Friday, September 30, 2005

Talladega Superspeedway

If you are like me, and spend a lot of quiet quality time reflecting on what to do to improve your life- you might consider tuning in UAW-Ford 500 on Sunday. NASCAR changed my life. If you’ve been looking for an excuse to get in, and get involved- this is one of the half-dozen best races of the season.

To the stupid, untutored fan, the heroes of NASCAR seem to merely driving in circles. But many of those circles are unique- and Talladega is the biggest and meanest and cruelest of them all.

Constructed in the late 1960s, Talladega was then, and is now, the fastest thing going. The single straight is long- and the rest of the track is a giant, graceful curving arc: a tri-oval. The turns are banked steeper than the roof on your house- and tower five stories tall. It is so grand in scale that a regional airport literally sits in the middle. It is so fast, the open wheel series won’t even drive it.

The first time the top series showed up and saw the place- they immediately went on strike, led by Richard Petty, and refused to drive.

Talladega is simply too fast- modern stock cars have simply outgrown it.

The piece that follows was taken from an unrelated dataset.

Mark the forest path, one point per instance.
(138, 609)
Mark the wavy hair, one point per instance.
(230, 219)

A stock car, running in excess of 220 mph, is capable of flight- if the air-pressure underneath the car becomes unbalanced. In 1987, Bobby Allison literally did take off- tore off a hundred feet of safety fencing- and almost landed in the main grandstand.

NASCAR addressed this problem- and inadvertently provoked the law of unintended consequences. In order to promote safety, mainly by slowing the cars down, NASCAR introduced the restrictor plate- the greatest thing ever done for the fan. Plates are placed on the carburetor- and the “restricted” air flow serves to sap horsepower and slow the cars down.

It did sure as heck slow cars down. But it created a situation where no one can accelerate (no power) and consequently, no one can separate, break free from the pack. Cars were forced to bunch up together- and to generate more speed and momentary power, ride the draft of the car in front.

It is the most gripping thing, in my opinion, in sports today. A giant pack of cars, traveling 200 mph, literally touching at times, three wide and fifteen deep. It is also insanely un-safe- huge twelve-to-eighteen multi-car crashes dominate just about every race at Talladega.

The drivers hate it- and moan constantly. "Its not racing," Jeff Gordon-types snivel. But it is oddly compelling to watch- and damned entertaining. The last fifteen laps, as these guys go in and out of the traffic, is gripping action.